Je Marche
Guillaume Allardi
Je marche
Je marche en moi une Bouche qui réclame.
Je marche en moi une mer qui se retire
sur une langue de terre
Je marche
ange un peu rouge
lent dans l’air
vers la Cité
Je marche aux alentours de la périphérie
traversé par des ondes
connecté à des centres
Je marche pris dans les surfaces réfléchissantes mon corps à l’envers sur la pyramide.
Je marche mon pas de sang sur un Béton armé
Je marche atteint au genou par un vieux rythme de rap
Je marche ma silhouette cassée
Je marche Vie giclée hors du néant sur le Trottoir
Je marche mon écho dans les réservoirs vides
Je marche tête penchée mes rêves dans la Décharge
Je marche
bien réel
dans la Réalité
Je marche dans la Merde
Je marche enroulé dans la laine de la haine ordinaire.

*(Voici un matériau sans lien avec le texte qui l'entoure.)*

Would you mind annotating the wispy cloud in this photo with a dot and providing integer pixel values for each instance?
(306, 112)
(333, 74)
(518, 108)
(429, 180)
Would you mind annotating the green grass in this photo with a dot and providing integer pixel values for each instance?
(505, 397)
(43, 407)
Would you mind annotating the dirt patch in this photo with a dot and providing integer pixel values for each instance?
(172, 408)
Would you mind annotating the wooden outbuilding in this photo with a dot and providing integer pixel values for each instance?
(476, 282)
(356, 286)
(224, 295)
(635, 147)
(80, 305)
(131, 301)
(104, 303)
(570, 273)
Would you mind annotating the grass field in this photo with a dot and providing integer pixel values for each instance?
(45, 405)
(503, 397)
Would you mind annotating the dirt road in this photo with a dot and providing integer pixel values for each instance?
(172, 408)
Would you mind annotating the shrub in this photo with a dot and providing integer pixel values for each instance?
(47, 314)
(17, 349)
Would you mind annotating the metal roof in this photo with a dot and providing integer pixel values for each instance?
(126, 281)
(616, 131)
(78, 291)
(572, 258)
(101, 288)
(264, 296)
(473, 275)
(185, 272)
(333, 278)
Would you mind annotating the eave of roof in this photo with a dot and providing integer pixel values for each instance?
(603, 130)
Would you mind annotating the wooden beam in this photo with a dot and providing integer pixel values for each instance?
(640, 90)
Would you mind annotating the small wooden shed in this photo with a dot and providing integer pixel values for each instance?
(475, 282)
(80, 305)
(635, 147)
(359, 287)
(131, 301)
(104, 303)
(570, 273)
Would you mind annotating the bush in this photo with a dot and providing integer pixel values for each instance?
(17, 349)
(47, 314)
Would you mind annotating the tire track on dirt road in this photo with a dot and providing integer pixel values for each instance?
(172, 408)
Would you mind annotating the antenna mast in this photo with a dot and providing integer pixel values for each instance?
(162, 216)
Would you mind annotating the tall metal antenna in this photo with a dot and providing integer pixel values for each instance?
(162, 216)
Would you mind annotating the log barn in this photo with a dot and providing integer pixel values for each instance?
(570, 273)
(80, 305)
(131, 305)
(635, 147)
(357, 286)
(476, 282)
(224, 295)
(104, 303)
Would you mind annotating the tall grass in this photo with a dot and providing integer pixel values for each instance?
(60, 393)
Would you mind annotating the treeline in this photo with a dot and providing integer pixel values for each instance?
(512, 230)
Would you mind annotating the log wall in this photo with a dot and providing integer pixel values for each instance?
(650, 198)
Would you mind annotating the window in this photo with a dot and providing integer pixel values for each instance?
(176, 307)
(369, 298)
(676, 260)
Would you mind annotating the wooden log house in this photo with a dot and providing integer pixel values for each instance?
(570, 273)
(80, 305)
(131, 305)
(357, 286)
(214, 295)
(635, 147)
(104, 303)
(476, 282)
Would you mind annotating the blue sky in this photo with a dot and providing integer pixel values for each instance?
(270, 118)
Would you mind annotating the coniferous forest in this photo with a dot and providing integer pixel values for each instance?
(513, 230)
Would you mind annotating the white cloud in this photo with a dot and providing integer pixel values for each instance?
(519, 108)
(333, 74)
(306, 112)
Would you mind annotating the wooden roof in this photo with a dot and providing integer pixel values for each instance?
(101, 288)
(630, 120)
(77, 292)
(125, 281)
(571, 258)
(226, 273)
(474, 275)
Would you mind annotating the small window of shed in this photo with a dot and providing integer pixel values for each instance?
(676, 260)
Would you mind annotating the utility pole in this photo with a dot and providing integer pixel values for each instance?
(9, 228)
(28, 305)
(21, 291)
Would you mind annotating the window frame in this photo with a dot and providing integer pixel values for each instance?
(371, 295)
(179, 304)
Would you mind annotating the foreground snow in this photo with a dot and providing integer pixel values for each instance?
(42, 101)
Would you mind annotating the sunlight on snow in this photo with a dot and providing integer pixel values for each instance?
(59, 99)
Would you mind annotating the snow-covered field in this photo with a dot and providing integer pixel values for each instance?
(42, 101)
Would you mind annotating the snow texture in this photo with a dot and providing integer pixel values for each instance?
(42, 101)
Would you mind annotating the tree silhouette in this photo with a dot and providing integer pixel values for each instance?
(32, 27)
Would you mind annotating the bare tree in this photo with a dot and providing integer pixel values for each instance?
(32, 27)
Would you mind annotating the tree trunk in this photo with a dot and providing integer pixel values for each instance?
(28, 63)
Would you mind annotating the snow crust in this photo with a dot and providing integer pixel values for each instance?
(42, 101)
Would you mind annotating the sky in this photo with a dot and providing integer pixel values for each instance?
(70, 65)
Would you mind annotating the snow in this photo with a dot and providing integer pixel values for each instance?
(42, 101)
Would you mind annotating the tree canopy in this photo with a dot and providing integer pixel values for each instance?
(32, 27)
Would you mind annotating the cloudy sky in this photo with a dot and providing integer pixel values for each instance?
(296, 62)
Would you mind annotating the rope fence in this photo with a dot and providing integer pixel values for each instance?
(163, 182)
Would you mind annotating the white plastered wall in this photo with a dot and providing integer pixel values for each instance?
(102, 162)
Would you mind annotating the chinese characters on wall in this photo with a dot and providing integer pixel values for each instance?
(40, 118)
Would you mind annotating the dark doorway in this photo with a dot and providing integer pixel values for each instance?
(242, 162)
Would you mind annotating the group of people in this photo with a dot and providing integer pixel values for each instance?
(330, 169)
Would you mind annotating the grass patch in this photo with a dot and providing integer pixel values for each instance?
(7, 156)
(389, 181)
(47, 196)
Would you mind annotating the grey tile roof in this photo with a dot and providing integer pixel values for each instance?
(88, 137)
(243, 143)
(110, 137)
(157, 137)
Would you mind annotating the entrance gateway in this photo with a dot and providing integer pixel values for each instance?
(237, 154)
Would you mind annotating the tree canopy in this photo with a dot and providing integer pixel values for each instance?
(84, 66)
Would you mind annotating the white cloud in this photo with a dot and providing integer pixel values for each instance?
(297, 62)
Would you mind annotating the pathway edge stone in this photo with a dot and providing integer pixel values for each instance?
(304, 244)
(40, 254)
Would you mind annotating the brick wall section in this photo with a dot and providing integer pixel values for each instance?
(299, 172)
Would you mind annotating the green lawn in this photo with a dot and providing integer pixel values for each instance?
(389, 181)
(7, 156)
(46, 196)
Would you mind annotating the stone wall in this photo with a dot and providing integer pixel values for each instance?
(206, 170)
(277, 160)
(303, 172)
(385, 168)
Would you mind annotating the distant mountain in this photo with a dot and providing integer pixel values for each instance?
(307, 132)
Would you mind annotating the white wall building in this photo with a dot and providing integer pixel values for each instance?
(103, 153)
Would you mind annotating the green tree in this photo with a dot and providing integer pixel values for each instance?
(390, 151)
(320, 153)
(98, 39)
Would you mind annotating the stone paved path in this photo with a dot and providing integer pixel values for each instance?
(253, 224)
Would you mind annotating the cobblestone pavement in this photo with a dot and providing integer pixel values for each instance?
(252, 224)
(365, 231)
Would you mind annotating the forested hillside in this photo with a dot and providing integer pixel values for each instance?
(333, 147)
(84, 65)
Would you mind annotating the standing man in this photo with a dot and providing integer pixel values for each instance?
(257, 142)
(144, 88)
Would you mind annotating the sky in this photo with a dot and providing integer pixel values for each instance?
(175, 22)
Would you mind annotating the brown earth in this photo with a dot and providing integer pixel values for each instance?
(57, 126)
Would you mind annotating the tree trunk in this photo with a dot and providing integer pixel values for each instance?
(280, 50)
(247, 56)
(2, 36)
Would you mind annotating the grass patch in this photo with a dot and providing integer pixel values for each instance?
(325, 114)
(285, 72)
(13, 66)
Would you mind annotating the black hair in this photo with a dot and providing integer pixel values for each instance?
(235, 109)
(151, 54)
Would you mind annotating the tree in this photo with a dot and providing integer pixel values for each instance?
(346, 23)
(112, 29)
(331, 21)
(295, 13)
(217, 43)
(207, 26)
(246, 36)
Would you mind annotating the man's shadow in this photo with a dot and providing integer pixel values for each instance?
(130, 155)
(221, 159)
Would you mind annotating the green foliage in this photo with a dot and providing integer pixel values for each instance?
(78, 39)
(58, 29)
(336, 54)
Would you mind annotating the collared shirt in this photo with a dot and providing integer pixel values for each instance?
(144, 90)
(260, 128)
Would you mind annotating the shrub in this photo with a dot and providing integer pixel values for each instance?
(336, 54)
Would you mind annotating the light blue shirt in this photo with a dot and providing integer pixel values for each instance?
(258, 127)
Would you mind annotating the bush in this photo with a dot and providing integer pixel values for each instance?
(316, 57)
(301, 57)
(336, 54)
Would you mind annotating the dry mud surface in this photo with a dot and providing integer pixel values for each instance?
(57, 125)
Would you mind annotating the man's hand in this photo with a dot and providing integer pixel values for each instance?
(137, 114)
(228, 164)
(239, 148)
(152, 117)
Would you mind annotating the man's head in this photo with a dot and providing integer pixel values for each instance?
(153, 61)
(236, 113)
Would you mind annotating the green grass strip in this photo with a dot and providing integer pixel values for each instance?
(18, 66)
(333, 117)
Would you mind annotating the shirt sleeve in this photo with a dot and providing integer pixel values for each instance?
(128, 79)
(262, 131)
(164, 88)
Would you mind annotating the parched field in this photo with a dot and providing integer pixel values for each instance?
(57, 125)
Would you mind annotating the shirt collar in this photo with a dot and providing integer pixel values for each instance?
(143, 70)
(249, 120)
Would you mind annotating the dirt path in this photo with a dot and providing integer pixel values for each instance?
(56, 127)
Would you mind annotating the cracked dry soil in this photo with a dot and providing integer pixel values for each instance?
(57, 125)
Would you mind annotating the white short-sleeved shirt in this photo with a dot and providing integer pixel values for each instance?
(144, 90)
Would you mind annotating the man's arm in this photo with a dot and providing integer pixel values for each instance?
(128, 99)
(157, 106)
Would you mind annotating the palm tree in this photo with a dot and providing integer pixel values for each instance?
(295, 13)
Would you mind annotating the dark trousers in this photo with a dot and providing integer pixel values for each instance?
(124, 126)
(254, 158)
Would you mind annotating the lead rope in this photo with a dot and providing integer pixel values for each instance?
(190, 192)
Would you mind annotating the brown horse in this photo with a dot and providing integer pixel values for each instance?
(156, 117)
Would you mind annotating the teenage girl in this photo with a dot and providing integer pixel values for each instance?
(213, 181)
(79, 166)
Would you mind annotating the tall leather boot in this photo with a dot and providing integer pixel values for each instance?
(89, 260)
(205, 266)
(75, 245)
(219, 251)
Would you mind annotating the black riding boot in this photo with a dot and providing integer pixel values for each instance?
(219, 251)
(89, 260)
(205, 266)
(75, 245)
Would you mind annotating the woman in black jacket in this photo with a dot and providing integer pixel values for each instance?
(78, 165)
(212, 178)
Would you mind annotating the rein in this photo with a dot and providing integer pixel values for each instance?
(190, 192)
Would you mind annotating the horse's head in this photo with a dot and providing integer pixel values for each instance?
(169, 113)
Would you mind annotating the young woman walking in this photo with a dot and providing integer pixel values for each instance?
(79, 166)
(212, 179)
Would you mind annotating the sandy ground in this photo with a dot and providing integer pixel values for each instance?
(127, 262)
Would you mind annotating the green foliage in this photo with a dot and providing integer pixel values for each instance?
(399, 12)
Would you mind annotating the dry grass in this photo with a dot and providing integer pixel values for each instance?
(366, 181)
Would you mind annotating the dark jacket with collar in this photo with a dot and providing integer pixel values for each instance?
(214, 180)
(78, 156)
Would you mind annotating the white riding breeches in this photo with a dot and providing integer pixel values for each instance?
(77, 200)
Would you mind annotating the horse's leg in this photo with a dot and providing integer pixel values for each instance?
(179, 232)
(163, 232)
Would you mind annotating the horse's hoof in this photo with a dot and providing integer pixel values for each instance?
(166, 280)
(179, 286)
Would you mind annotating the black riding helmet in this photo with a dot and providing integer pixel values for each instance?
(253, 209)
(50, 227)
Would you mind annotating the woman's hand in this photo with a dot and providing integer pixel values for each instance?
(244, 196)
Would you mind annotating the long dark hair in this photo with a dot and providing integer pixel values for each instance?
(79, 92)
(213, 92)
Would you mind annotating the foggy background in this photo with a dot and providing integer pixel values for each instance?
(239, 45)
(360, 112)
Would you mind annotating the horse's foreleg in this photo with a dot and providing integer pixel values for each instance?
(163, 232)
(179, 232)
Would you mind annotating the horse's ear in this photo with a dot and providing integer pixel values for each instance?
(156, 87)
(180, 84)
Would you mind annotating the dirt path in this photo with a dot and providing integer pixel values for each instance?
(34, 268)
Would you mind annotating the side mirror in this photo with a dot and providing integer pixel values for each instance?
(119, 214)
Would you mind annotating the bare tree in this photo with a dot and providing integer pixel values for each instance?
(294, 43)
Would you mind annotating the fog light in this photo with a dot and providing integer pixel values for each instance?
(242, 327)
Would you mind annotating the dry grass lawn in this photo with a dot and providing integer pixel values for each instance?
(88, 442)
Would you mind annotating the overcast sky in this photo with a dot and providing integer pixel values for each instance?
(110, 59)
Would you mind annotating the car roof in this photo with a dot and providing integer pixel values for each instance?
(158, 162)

Je marche ma déchirure sur le support des images
Je marche en moi une image déchirée
Je marche mon point noir au pieds des Tours Aveugles
Je marche mon Nom sur la Liste
Je marche en rond but en tête dans la Ville.
Je marche
identifié.
Je marche ma langue maladive dans le Jardin des Rectitudes
Je marche en moi un cri muet qui prolonge le boulevard.
Je marche mon angoisse dans la Salle des Calculs
Je marche mon histoire dans l’ Histoire
Je marche enfant rêvé dans les vapeurs d’un arrière monde
Je marche mon corps amer dans la pluie fine
Je marche après les Bombes dans les Trous
Je marche mon fantôme sur un champ de mines
Je marche en moi une moisson de flèches dans la boue
le goût mal oublié des baisers du Métal
Je marche en moi un Printemps de limaille et de rouille
De Tournesols de Fleurs du Mal
Je marche méditant sur les carcasses de tank.
Je marche en moi les mémoires rampantes des anciennes Furies.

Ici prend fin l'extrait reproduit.